Joonas' prototype shows that Replicant can use "gbm_gralloc":https://osdn.net/projects/android-x86/scm/git/external-gbm_gralloc/summary, an existing graphics memory allocator (gralloc) HAL maintained(ish) by Android-x86, in conjunction with "drm-hwcomposer":https://gitlab.freedesktop.org/drm-hwcomposer/drm-hwcomposer, a libre implementation of Android's Hardware Composer HAL based on Linux's DRM, to achieve software rendering with Mesa. This solution avoids the need to write a custom gralloc for Replicant, and takes advantage of the hardware acceleration for composition provided by drm-hwcomposer on devices with a free software DRM driver (e.g. exynos-based smartphones and tablets).

Much more testing is needed to confirm that gbm_gralloc can be the definitive gralloc HAL on Replicant 9. It still wasn't tried with SwiftShader, or even Mesa's llvmpipe backend, which is a must since the softpipe backend is too slow to be usable.

Joonas' tests showed that some other components will need our attention, mostly the drm/exynos driver. In order to make drm/exynos work with gbm_gralloc and drm-hwcomposer Joonas had to disable "DRM-Auth":https://en.wikipedia.org/wiki/Direct_Rendering_Manager#DRM-Master_and_DRM-Auth and hack some missing pixel formats into it by using the default pixel format for everything. Besides drm/exynos, we will also have to make the graphics stack work with the "virtual GEM (vGEM) driver":https://www.phoronix.com/scan.php?page=news_item&px=DRM-vGEM-Mesa-Software, in order to support devices that lack a real drm driver.

The major and first goal of this task is thus to build upon Joonas's prototype and put together a stable and fully free graphics stack, compatible with GLES 2.0, that does software rendering through Mesa's llvmpipe with a decent performance.

*Hardware requirements*: A computer that is able to build Replicant.
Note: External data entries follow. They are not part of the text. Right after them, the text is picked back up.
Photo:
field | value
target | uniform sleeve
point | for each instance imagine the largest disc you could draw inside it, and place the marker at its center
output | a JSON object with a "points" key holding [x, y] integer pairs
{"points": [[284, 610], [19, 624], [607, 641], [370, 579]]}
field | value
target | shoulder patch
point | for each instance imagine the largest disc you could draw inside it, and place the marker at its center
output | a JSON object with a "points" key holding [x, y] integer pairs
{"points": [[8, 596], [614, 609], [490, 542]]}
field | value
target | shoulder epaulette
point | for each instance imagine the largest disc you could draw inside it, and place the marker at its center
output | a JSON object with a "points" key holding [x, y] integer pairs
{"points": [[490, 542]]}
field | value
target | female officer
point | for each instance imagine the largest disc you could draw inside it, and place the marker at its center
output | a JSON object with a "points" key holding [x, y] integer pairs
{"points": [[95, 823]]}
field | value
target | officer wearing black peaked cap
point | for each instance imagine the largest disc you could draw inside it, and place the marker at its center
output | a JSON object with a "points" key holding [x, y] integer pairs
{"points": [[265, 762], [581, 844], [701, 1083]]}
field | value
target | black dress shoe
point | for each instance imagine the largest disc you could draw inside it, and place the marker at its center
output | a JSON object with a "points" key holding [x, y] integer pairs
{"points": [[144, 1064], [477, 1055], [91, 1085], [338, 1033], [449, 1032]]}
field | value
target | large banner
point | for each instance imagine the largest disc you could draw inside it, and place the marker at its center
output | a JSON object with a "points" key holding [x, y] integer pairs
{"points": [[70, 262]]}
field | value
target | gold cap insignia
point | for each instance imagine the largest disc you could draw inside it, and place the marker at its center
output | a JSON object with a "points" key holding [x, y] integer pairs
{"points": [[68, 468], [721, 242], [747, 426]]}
A Samsung Galaxy S3 or S3 4G to run the [[Porting_Replicant_to_Android_9|current Replicant 9 port]].

*Difficulty*: Medium / Hard

*Requirements/Prerequisites*: Knowledge of C++, kernel interfaces knowledge or the ability to learn them

*Expected outcomes*:

* Graphics stack with decent performance on software rendering

* Working GLES 2.0 implementation

* Fast enough graphics

* F-Droid applications not crashing anymore because of GLES.

*Time +estimation+*:

|_. Step |_. man-hours |

| Set up the development environment, including the current Replicant 9 port on the test device. |>. 24 |

| Read AOSP documentation and understand all details of the graphics stack. |>. 16 |

| Adapt the build files to use Mesa's llvmpipe backend instead of softpipe. Fix potential LLVM version incompatibilities between Mesa and Android. |>. 40 |

| Properly implement the missing pixel formats in drm/exynos and try to have it merged into upstream. |>. 72 |

| Find a proper way to use DRM-Master and DRM-Auth with gbm_gralloc and drm-hwcomposer. |>. 40 |

| Create test scenarios and check if the graphics stack works as expected. Consider "alternative grallocs":https://redmine.replicant.us/projects/replicant/wiki/GraphicsResearch#Gralloc if necessary. |>. 40 |

| Make the graphics stack work with vGEM driver besides drm/exynos. |>. 40 |

| Document the design decisions. |>. 16 |

|_. TOTAL |_>. 288 |

h4. Subtasks

The following sub-tasks could also be worked on after finishing writing the gralloc:

* [[Tasks_funding#SwiftShader|SwiftShader]]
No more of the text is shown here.